7) Pull the cozy on and trim the top of the cozy so that it just meets across the top of the suitcase. Pull off the cozy. Cut two strips of fabric that are 4” wide and the length of the open seam across the top of the suitcase. Fold them in half long-wise. Pin them to the right sides of the open part of the cozy and sew the long seam with a ½” seam allowance.
8) When you pull on the cozy, it should now fit nicely with the two doubled strips of fabric easily overlapping a bit. Now, it’s time to add the snaps! The number of snaps you use will depend upon how large your suitcase is. I recommend at least one snap to go in the middle of the case and one directly oneither side of the handle. From there, put a snap every few inches. I used 7 on my large suitcase. Mark along one strip with pins or chalk where you want your snaps to go.

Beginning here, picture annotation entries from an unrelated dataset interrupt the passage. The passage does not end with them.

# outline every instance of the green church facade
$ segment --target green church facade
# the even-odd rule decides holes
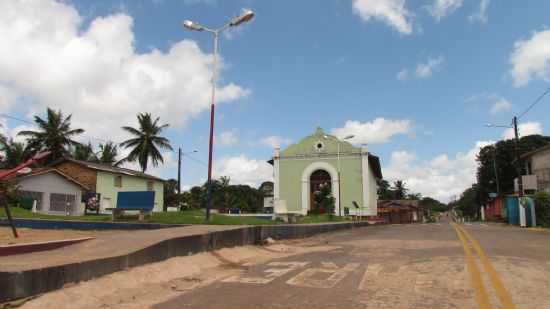
[[[276,213],[306,215],[314,192],[329,185],[336,214],[348,208],[351,214],[377,215],[377,179],[382,173],[378,157],[366,147],[354,147],[318,128],[300,142],[276,149],[273,167]]]

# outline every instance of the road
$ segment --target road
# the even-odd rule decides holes
[[[376,226],[166,263],[176,262],[48,293],[26,307],[550,308],[550,233],[497,225]],[[211,267],[173,274],[197,264]],[[141,279],[131,273],[139,271]],[[92,291],[99,296],[86,299]]]

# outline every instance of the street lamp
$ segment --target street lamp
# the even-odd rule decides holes
[[[342,138],[342,140],[346,141],[346,140],[350,140],[352,138],[354,138],[355,135],[348,135],[344,138]],[[338,215],[339,216],[342,216],[342,176],[341,176],[341,172],[340,172],[340,141],[338,141]]]
[[[214,60],[213,60],[213,68],[212,68],[212,102],[210,104],[210,139],[208,143],[208,193],[207,193],[207,202],[206,202],[206,221],[210,220],[210,208],[212,207],[212,190],[211,190],[211,184],[212,184],[212,152],[213,152],[213,146],[214,146],[214,112],[216,107],[216,81],[217,81],[217,74],[218,74],[218,44],[219,44],[219,38],[220,33],[227,30],[230,27],[237,27],[245,22],[250,21],[252,18],[254,18],[254,12],[252,10],[243,10],[241,15],[233,18],[231,21],[229,21],[224,26],[218,28],[218,29],[210,29],[207,27],[202,26],[201,24],[185,20],[183,22],[183,26],[189,30],[192,31],[207,31],[214,35]]]
[[[190,155],[197,152],[197,150],[182,152],[181,147],[178,149],[178,194],[181,194],[181,158],[185,155]]]
[[[514,141],[515,141],[514,152],[516,156],[516,172],[518,174],[518,191],[519,191],[518,195],[521,198],[523,196],[523,179],[522,179],[522,172],[521,172],[521,162],[519,157],[518,117],[514,116],[514,118],[512,118],[511,125],[495,125],[495,124],[489,123],[489,124],[486,124],[485,126],[488,128],[508,128],[508,129],[514,130]]]

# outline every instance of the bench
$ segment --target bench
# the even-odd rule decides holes
[[[289,211],[286,206],[285,200],[276,200],[274,201],[274,217],[277,219],[282,219],[286,223],[296,223],[297,217],[301,216],[302,213],[298,211]]]
[[[139,211],[139,221],[145,220],[145,216],[150,216],[155,207],[154,191],[133,191],[118,192],[117,206],[115,208],[106,208],[112,212],[112,219],[122,218],[126,211]]]

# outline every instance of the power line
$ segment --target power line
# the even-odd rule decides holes
[[[525,114],[527,114],[535,105],[537,105],[540,101],[542,101],[542,99],[548,94],[550,93],[550,88],[546,89],[546,91],[541,94],[536,100],[535,102],[533,102],[531,105],[529,105],[529,107],[523,112],[521,113],[519,116],[518,116],[518,119],[520,119],[521,117],[525,116]]]

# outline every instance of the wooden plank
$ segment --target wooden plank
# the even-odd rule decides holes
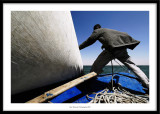
[[[54,98],[55,96],[65,92],[66,90],[88,80],[88,79],[91,79],[93,78],[94,76],[97,76],[97,73],[95,72],[91,72],[89,74],[86,74],[84,76],[81,76],[77,79],[74,79],[68,83],[65,83],[55,89],[52,89],[52,90],[49,90],[47,92],[45,92],[44,94],[30,100],[30,101],[27,101],[26,103],[43,103],[45,101],[48,101],[49,99],[52,99]]]

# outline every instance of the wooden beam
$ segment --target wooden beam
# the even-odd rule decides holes
[[[91,79],[93,78],[94,76],[97,76],[97,73],[95,72],[91,72],[89,74],[86,74],[84,76],[81,76],[77,79],[74,79],[68,83],[65,83],[55,89],[52,89],[52,90],[49,90],[47,92],[45,92],[44,94],[30,100],[30,101],[27,101],[26,103],[43,103],[45,101],[48,101],[49,99],[52,99],[54,98],[55,96],[65,92],[66,90],[88,80],[88,79]]]

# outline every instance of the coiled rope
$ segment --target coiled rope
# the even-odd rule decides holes
[[[93,93],[95,97],[86,95],[92,99],[89,103],[148,103],[148,95],[135,95],[125,89],[113,87],[113,93],[109,93],[109,89],[104,89],[101,92]]]

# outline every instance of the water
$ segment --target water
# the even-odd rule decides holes
[[[149,65],[139,65],[138,66],[145,74],[146,76],[149,78]],[[125,69],[126,70],[125,70]],[[84,73],[87,74],[90,72],[91,66],[84,66]],[[113,72],[127,72],[127,67],[123,66],[123,68],[119,65],[114,65],[113,66]],[[108,65],[105,66],[103,68],[103,72],[102,74],[106,74],[106,73],[112,73],[112,66]],[[130,72],[131,74],[134,74],[132,72]]]

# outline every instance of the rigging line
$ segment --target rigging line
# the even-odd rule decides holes
[[[118,63],[126,72],[128,72],[129,73],[129,70],[128,69],[126,69],[125,67],[123,67],[119,62],[117,62],[115,59],[114,59],[114,61],[116,62],[116,63]]]

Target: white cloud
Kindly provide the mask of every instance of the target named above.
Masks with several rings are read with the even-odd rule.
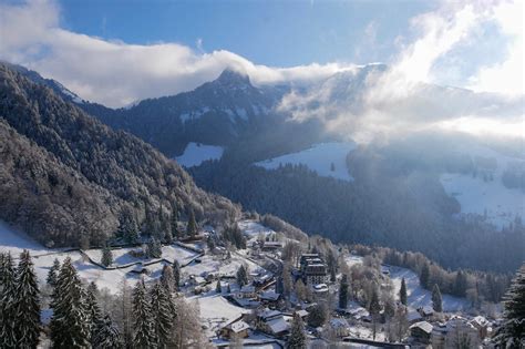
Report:
[[[506,58],[494,65],[482,66],[470,80],[469,88],[505,94],[524,94],[524,3],[504,1],[494,9],[493,20],[508,37]]]
[[[200,39],[199,52],[178,43],[107,41],[61,29],[58,6],[44,0],[2,4],[0,13],[0,59],[34,69],[83,99],[109,106],[188,91],[226,68],[248,73],[256,84],[316,81],[351,68],[339,63],[258,65],[224,50],[205,53]]]
[[[497,18],[497,9],[492,3],[444,2],[437,10],[412,19],[413,38],[399,39],[404,44],[385,72],[331,79],[307,94],[291,93],[280,107],[298,121],[321,119],[329,132],[360,143],[437,129],[523,137],[523,90],[512,96],[433,84],[436,75],[443,74],[436,61],[462,44],[472,44],[473,32],[493,21],[494,13]],[[519,72],[514,68],[508,74],[513,71]],[[493,76],[505,84],[502,78]],[[519,81],[522,75],[507,79]]]

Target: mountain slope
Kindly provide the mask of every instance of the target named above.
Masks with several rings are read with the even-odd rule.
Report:
[[[123,209],[140,224],[161,205],[178,202],[183,215],[226,223],[239,208],[196,187],[189,175],[151,145],[114,132],[0,64],[2,144],[0,219],[38,240],[101,244]],[[2,140],[4,138],[2,137]],[[85,215],[84,215],[85,213]]]

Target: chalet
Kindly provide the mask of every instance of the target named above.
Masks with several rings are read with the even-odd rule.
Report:
[[[255,286],[253,285],[245,285],[237,292],[237,298],[250,299],[256,297],[257,292],[255,291]]]
[[[300,271],[306,285],[325,284],[328,279],[328,267],[319,254],[303,254],[300,259]]]
[[[219,336],[224,338],[246,338],[248,337],[249,325],[240,319],[227,322],[219,329]]]
[[[276,304],[280,299],[280,294],[274,290],[265,291],[259,295],[259,299],[266,304]]]
[[[347,337],[350,335],[350,326],[343,318],[332,318],[328,325],[337,337]]]
[[[265,252],[275,252],[282,249],[284,245],[281,242],[264,242],[260,248]]]
[[[312,286],[313,294],[316,295],[327,295],[328,294],[328,285],[327,284],[316,284]]]
[[[284,314],[278,310],[265,309],[256,317],[256,327],[262,332],[282,337],[288,333],[290,325],[285,320]]]
[[[430,343],[433,326],[426,321],[415,322],[410,327],[410,336],[420,343]]]

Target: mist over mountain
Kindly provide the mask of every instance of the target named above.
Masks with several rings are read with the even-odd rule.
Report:
[[[223,224],[238,215],[151,145],[112,131],[45,85],[0,65],[1,219],[43,244],[100,246],[123,211],[138,226],[147,213],[167,214],[174,204],[183,215]]]

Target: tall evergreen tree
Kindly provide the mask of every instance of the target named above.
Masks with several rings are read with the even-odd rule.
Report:
[[[110,316],[105,315],[102,325],[99,327],[95,337],[93,338],[94,349],[119,349],[122,348],[121,333],[116,328]]]
[[[399,290],[399,300],[403,306],[406,306],[408,302],[408,296],[406,296],[406,281],[404,280],[404,277],[401,279],[401,288]]]
[[[47,283],[48,283],[49,286],[51,286],[51,287],[56,286],[56,278],[59,277],[59,273],[60,273],[60,261],[59,261],[58,258],[54,258],[53,265],[51,266],[51,268],[48,271]]]
[[[17,347],[37,348],[40,336],[39,286],[28,250],[20,255],[14,291]]]
[[[3,257],[2,294],[0,295],[0,348],[16,348],[17,279],[11,254]]]
[[[429,264],[423,264],[423,268],[421,269],[420,275],[420,284],[423,288],[429,289],[429,281],[430,281],[430,267]]]
[[[220,279],[217,280],[217,285],[215,285],[215,291],[219,295],[223,292],[223,286],[220,285]]]
[[[347,309],[348,306],[348,276],[342,275],[341,284],[339,285],[339,308]]]
[[[443,299],[437,284],[434,284],[434,288],[432,289],[432,308],[437,312],[443,311]]]
[[[237,269],[237,284],[239,284],[239,287],[248,285],[248,273],[244,264]]]
[[[90,346],[90,324],[85,307],[85,290],[71,258],[60,269],[51,306],[51,339],[53,348],[83,348]]]
[[[189,235],[191,237],[194,237],[195,235],[197,235],[197,222],[195,220],[195,212],[193,209],[189,209],[186,234]]]
[[[169,347],[169,333],[173,327],[173,304],[169,294],[156,283],[151,291],[153,329],[159,348]]]
[[[181,285],[181,265],[177,259],[173,261],[173,279],[175,283],[175,290],[178,290],[178,286]]]
[[[162,268],[161,284],[169,294],[175,290],[175,277],[172,266],[165,265]]]
[[[113,253],[111,252],[109,246],[105,246],[102,249],[102,258],[101,258],[101,264],[104,267],[109,267],[113,264]]]
[[[94,343],[94,339],[96,333],[99,332],[100,327],[102,324],[102,311],[99,306],[99,301],[96,300],[99,296],[99,289],[96,288],[96,284],[91,281],[87,286],[86,298],[85,298],[85,307],[87,314],[87,322],[90,324],[90,338],[91,343]]]
[[[303,349],[306,348],[306,341],[305,325],[300,316],[296,314],[291,321],[290,337],[288,337],[287,347],[289,349]]]
[[[525,264],[512,280],[504,305],[504,322],[496,340],[502,348],[525,348]]]
[[[467,285],[466,274],[460,269],[455,275],[454,294],[457,297],[465,297],[467,287],[469,285]]]
[[[144,280],[140,280],[133,290],[133,315],[135,318],[133,347],[140,349],[156,348],[157,338],[153,328],[152,308],[147,301]]]
[[[178,205],[175,201],[172,204],[172,215],[169,216],[169,226],[172,229],[172,237],[178,239],[181,237],[181,232],[178,230]]]
[[[135,217],[132,209],[128,207],[125,207],[119,216],[117,235],[127,244],[138,244],[141,240]]]

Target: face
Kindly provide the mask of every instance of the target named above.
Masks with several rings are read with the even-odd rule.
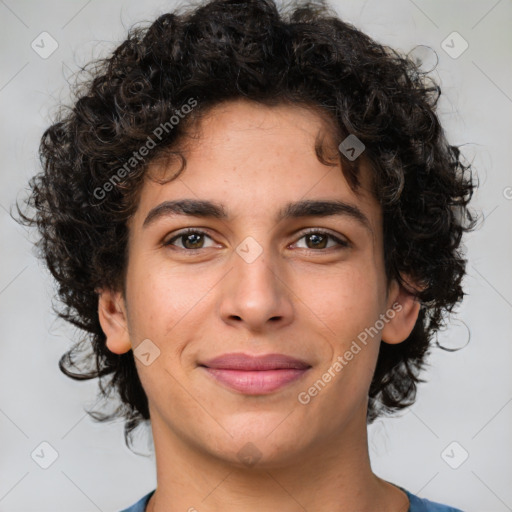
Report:
[[[110,350],[146,354],[155,435],[271,467],[365,428],[381,337],[405,339],[417,308],[386,282],[368,169],[356,194],[318,160],[326,129],[298,106],[229,102],[201,121],[177,179],[146,180],[126,295],[102,294],[100,319]]]

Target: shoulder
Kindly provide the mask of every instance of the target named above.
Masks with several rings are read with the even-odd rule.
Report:
[[[137,503],[134,503],[131,507],[125,508],[121,510],[121,512],[144,512],[146,510],[146,505],[148,504],[149,498],[153,496],[153,493],[156,489],[152,490],[145,496],[143,496]]]
[[[415,494],[411,494],[406,489],[400,487],[402,491],[407,494],[410,501],[410,507],[408,512],[463,512],[462,510],[448,505],[443,505],[434,501],[427,500],[425,498],[419,498]]]

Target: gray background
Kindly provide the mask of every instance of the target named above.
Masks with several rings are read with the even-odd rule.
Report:
[[[56,105],[67,99],[67,80],[92,57],[113,50],[127,27],[174,5],[0,0],[2,512],[118,511],[155,487],[150,433],[141,431],[138,442],[147,456],[131,453],[121,422],[97,424],[84,413],[95,402],[96,381],[72,381],[59,371],[59,357],[79,333],[56,320],[54,284],[32,253],[34,234],[8,212],[39,169],[39,139]],[[440,337],[450,347],[470,342],[460,352],[435,350],[416,404],[401,418],[378,420],[370,428],[374,470],[467,512],[512,510],[512,2],[332,5],[382,43],[405,52],[416,45],[436,51],[441,121],[452,143],[465,144],[481,184],[474,206],[484,220],[466,243],[468,295]],[[31,48],[43,31],[59,45],[47,59]],[[469,44],[458,58],[442,47],[453,31]],[[448,39],[452,53],[463,44],[453,41]],[[43,441],[58,453],[48,469],[31,458]],[[458,465],[465,452],[462,465],[449,466],[447,461]]]

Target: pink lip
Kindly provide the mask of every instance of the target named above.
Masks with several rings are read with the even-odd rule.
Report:
[[[201,364],[222,384],[247,395],[271,393],[298,379],[311,365],[283,354],[224,354]]]

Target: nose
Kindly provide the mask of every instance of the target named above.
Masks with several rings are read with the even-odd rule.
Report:
[[[293,293],[285,269],[263,251],[250,263],[233,254],[233,268],[221,283],[220,315],[252,332],[281,328],[293,320]]]

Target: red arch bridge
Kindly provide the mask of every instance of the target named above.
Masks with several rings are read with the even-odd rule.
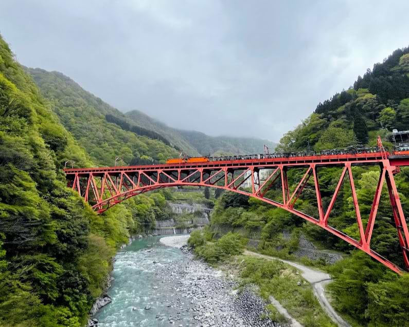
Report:
[[[396,272],[399,267],[371,249],[371,237],[382,187],[386,182],[393,215],[393,223],[403,256],[405,268],[409,271],[409,233],[394,176],[400,166],[409,165],[409,156],[392,155],[384,151],[372,153],[207,161],[176,164],[104,167],[64,169],[68,186],[77,191],[98,213],[123,200],[150,190],[176,186],[212,187],[246,195],[281,208],[324,228],[364,251]],[[276,156],[274,156],[276,157]],[[355,166],[377,166],[380,176],[374,196],[368,222],[364,228],[352,175]],[[318,179],[320,168],[340,167],[341,176],[329,204],[324,208]],[[287,175],[291,169],[305,172],[294,189],[289,188]],[[347,176],[359,229],[355,239],[328,223],[337,195]],[[263,177],[263,178],[261,177]],[[297,209],[296,202],[310,181],[313,184],[317,214],[312,217]],[[280,201],[265,196],[274,185],[282,190]],[[243,187],[245,186],[246,187]],[[280,192],[281,194],[281,192]],[[280,196],[280,198],[281,197]],[[327,201],[328,202],[328,201]],[[366,221],[366,220],[365,220]]]

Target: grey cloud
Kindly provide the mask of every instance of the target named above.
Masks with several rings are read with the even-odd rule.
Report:
[[[122,111],[278,141],[319,101],[408,45],[407,1],[0,3],[18,60]]]

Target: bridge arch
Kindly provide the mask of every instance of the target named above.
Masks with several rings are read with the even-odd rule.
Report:
[[[244,162],[215,162],[177,166],[158,165],[73,168],[65,169],[65,172],[68,186],[78,191],[99,213],[129,198],[164,187],[183,186],[210,187],[244,195],[283,209],[319,226],[364,251],[394,271],[400,273],[401,270],[399,267],[383,258],[370,247],[381,193],[386,182],[405,268],[409,270],[409,233],[394,178],[394,175],[398,172],[398,168],[391,164],[387,159],[382,157],[353,157],[331,161],[321,158],[317,160],[296,159],[287,159],[286,161],[275,160],[274,162],[262,161],[247,160]],[[379,179],[366,228],[364,228],[362,222],[352,171],[352,166],[362,165],[377,165],[380,167]],[[342,171],[330,201],[325,210],[317,174],[317,168],[323,167],[339,167]],[[305,173],[295,189],[290,191],[287,174],[293,169],[303,169]],[[263,171],[268,172],[260,180],[260,176]],[[359,240],[346,235],[328,224],[330,214],[347,176],[351,187],[359,229]],[[311,180],[315,189],[317,218],[294,208],[294,205],[305,186],[309,180]],[[243,185],[247,187],[243,188]],[[274,185],[279,185],[281,189],[282,199],[280,202],[265,197],[265,194]]]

9) If you’re familiar with setting snaps then do your thing and skip to the next step. If you want a walkthrough of snap setting, keep reading. Setting snaps is very easy if you have quality snaps and a snap setter tool. Make sure that your snap size matches the size of your tool.
— Start by placing the capped prong ring through the top of the fabric where you want it to go. Make sure that you have a bit of space between the edge of the fabric and the placement of the snap. I leave at least 3/8”. Double-check that you have the capped prong ring poking through the correct side of the fabric – it should be visible on the top of the right side of the fabric.
— Place the snap top-side down in the snap setter.
–Place the middle of the tool on, making sure that the snap top is still gripping the fabric and is centered in the correct location in the tool. Place the stud in the hole, prong pointing up.
–Place the top of the snap setter on and gently hammer the snap together. Repeat for as many snaps as you would like set along the length of one strip.
11) Now you will set snaps along the length of the other strip to match the first strip. I find it easiest to lay the two strips next to each other and place pins or chalk along the length of the second strip at the points where the snaps are on the first strip. This way you don’t have to measure and it doesn’t matter if your snaps aren’t perfectly evenly distributed. Remember, fleece is pretty forgiving so you don’t have to be exact. For the second strip you will use the open prong ring and socket.
11) Put your cozy on and rest easy on your next flight because your bag is well protected!